Rail movements out of the Midwest have contributed to the region becoming a net shipper of crude oil. Without these rail movements, the Midwest region would still be a net recipient. The Midwest started to ship more crude oil to other regions than it received for a few months in 2013 and on an annual basis in 2014.
The most recent Petroleum Supply Monthly, which contains data through May 2015, shows an average of 1.7 million bpd shipped out of the Midwest during the first five months of the year, of which 638 000 bpd were transported by rail.
Between 2010 and mid-2012, pipeline shipments out of the Midwest were relatively flat at about 225 000 bpd until the reversal of the Seaway Pipeline, which now transports crude oil from Cushing, Oklahoma, to the Gulf Coast.
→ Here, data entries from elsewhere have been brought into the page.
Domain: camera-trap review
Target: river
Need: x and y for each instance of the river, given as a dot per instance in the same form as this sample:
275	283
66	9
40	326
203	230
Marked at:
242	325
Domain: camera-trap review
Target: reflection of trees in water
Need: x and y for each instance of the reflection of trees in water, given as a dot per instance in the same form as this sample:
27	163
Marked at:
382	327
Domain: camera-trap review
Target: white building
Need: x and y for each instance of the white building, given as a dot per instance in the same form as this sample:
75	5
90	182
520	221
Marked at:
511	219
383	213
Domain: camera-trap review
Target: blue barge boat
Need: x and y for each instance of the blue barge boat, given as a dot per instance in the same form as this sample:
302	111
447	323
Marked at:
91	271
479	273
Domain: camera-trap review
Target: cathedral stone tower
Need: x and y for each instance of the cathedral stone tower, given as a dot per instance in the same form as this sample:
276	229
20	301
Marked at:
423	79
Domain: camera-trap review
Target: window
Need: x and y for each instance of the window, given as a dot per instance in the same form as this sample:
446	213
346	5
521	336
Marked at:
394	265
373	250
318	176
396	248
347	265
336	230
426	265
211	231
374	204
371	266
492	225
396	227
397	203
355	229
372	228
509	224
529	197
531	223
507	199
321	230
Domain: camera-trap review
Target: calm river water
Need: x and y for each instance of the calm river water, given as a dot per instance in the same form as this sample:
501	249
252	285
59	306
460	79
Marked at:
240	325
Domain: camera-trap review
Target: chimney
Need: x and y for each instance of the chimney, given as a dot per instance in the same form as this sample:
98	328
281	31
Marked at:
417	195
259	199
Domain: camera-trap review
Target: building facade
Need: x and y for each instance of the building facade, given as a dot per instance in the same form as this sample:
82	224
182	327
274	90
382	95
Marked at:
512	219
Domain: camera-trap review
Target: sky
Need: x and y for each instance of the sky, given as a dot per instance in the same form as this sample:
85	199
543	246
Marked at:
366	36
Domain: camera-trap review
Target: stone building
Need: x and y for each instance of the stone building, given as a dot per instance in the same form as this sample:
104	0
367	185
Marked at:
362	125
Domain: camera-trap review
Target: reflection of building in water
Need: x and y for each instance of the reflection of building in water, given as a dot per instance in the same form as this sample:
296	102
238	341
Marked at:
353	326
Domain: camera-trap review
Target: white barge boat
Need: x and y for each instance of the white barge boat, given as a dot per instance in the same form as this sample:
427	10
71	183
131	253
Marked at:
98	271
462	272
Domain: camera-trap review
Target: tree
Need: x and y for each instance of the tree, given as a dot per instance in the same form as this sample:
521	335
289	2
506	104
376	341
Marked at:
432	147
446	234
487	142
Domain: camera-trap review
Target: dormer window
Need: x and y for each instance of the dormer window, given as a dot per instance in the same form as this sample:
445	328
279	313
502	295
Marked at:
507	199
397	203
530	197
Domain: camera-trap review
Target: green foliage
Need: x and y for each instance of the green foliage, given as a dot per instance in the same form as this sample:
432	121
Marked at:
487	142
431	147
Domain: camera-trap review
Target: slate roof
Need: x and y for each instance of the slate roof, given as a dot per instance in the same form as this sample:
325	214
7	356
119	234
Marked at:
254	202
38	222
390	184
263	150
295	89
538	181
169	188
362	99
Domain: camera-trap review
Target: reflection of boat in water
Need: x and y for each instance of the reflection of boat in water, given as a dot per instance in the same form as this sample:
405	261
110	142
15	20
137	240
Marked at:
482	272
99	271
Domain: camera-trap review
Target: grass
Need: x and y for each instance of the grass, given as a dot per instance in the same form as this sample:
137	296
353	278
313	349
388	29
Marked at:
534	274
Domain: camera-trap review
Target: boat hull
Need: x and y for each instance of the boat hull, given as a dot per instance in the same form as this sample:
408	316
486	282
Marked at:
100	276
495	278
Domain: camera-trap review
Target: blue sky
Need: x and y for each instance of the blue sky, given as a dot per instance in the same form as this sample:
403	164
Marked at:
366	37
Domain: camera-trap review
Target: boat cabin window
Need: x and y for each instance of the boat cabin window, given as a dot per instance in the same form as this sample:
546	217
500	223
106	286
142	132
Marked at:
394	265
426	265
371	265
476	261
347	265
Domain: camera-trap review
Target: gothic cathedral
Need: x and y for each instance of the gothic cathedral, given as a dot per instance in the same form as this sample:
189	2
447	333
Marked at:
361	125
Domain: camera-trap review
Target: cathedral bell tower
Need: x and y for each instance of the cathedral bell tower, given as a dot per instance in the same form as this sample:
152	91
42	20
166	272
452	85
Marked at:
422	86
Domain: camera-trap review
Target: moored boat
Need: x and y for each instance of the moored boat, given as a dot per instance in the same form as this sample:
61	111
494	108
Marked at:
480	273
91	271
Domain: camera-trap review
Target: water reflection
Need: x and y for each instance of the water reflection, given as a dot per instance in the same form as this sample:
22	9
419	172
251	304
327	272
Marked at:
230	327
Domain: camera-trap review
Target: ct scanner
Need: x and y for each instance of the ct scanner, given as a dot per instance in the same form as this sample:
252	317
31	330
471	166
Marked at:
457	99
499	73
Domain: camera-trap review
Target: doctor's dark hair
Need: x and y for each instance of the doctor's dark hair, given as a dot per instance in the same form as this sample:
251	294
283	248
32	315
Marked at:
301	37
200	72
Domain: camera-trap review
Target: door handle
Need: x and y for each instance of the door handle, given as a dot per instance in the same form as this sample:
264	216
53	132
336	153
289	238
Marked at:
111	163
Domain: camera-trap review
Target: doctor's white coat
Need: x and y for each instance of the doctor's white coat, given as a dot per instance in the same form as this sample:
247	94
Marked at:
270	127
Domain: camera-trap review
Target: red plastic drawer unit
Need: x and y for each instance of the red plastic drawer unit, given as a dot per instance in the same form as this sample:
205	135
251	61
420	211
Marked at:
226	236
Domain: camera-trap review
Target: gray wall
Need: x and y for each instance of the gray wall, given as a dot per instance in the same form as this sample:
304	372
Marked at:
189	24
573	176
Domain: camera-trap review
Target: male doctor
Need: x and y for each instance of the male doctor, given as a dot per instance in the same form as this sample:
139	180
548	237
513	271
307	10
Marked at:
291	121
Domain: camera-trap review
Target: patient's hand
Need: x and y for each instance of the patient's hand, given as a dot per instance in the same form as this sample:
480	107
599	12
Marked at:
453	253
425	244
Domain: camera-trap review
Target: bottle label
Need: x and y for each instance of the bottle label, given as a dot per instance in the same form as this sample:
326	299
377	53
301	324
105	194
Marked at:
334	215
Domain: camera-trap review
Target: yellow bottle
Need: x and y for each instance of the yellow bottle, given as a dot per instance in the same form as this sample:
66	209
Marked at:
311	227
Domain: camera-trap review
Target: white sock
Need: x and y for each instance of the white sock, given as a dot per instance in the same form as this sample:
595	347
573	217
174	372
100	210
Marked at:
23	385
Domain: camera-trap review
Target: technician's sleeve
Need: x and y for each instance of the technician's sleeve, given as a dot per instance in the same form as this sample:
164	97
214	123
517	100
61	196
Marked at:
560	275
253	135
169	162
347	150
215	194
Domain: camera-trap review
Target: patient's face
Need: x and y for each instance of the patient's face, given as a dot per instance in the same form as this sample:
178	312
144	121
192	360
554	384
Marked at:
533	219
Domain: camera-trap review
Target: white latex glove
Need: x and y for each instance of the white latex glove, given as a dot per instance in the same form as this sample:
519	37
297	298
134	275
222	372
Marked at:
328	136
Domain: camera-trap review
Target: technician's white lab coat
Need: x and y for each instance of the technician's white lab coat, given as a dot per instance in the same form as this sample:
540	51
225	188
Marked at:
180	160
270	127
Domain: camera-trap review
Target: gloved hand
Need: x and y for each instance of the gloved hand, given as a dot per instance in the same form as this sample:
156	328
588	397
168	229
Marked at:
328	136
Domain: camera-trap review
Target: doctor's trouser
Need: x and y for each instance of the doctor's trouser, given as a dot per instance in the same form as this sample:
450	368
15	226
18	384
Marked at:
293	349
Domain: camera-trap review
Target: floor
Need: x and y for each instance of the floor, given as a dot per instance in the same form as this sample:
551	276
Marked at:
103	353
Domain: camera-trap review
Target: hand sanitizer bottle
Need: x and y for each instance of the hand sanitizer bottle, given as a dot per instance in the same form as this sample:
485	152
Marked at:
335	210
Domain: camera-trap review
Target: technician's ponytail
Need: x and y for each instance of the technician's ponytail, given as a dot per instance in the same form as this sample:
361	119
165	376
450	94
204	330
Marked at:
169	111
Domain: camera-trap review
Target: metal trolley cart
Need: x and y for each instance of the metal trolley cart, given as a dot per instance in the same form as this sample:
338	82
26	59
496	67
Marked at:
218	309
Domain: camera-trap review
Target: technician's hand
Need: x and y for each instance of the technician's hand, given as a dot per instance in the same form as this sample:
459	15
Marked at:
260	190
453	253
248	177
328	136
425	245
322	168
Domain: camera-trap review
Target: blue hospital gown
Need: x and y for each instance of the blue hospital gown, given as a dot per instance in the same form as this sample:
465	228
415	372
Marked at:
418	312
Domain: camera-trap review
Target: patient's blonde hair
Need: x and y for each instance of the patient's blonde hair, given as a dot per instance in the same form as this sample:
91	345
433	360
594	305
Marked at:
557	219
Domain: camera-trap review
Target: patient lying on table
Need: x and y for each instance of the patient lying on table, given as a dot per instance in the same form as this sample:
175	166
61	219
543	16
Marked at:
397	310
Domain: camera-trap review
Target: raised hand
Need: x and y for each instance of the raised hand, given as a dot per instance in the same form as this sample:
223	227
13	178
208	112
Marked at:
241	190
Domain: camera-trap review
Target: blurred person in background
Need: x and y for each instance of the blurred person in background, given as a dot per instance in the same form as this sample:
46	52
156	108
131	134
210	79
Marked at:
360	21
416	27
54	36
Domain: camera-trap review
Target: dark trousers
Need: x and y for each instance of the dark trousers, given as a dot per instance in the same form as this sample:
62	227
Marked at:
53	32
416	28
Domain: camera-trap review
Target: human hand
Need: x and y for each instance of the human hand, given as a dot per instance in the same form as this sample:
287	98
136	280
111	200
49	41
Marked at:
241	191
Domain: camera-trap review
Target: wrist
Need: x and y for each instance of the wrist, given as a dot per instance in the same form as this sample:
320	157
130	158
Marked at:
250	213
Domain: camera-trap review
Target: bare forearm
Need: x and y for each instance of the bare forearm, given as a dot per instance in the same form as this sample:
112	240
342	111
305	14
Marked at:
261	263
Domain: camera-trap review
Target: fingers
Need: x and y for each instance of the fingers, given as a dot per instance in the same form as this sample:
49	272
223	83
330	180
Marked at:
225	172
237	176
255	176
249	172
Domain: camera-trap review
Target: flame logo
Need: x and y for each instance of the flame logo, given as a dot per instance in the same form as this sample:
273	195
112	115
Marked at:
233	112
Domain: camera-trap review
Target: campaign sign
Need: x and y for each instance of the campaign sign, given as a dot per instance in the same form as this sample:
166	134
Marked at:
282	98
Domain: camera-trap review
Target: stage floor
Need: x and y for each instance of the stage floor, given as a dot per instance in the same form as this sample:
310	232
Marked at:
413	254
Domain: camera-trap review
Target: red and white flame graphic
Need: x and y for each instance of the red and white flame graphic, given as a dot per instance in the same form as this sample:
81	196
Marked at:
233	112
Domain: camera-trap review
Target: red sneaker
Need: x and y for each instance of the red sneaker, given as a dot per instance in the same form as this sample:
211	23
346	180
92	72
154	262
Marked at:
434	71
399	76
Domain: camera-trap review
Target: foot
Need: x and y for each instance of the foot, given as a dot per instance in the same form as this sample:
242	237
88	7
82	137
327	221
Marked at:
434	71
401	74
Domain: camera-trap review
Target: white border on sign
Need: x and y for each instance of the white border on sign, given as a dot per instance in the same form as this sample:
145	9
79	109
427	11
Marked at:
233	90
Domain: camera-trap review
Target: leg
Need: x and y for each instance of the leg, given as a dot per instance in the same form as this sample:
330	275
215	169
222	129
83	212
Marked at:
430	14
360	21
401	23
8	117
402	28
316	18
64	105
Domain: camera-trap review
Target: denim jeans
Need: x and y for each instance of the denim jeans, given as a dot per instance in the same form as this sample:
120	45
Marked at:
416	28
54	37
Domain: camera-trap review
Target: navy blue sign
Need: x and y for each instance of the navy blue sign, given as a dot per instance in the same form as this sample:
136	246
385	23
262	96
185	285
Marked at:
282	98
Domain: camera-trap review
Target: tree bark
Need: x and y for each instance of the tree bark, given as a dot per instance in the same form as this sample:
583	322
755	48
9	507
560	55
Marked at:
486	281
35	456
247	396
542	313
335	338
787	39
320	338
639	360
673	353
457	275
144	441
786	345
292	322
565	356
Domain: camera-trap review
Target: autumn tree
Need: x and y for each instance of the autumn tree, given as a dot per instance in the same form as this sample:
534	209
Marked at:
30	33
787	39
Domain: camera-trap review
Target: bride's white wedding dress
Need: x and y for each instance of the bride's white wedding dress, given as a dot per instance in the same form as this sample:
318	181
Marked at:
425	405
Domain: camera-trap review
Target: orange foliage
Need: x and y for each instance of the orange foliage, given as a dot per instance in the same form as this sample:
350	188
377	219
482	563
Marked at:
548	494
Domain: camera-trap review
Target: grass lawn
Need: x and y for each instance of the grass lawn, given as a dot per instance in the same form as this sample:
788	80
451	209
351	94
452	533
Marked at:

Since then, Seaway has been expanded, and other pipelines such as TransCanada's Gulf Coast Pipeline, were built to carry crude oil out of the Midwest.
EIA reviews the increase
By May 2015, pipeline shipments from the Midwest reached 1.3 million bpd, the highest since EIA began collecting pipeline shipment data in 1986.
Crude-by-rail (CBR) volumes from the Midwest to the East Coast began to increase in 2012, as production increased in the Bakken region of North Dakota. The largest annual average CBR movement from 2011 - 2013 was from the Midwest to the Gulf Coast.
Midwest-to-Gulf Coast CBR movements started to decline in the second half of 2013, as less Bakken crude oil made its way down to the Gulf Coast because pipelines in the Permian Basin in Texas and New Mexico were built, expanded, or reversed to take Permian crude oil production to Gulf Coast refineries.
As Midwest-to-Gulf Coast CBR shipments decreased, Midwest CBR shipments to the East and West Coast increased to transport the steadily increasing crude oil production in the Midwest.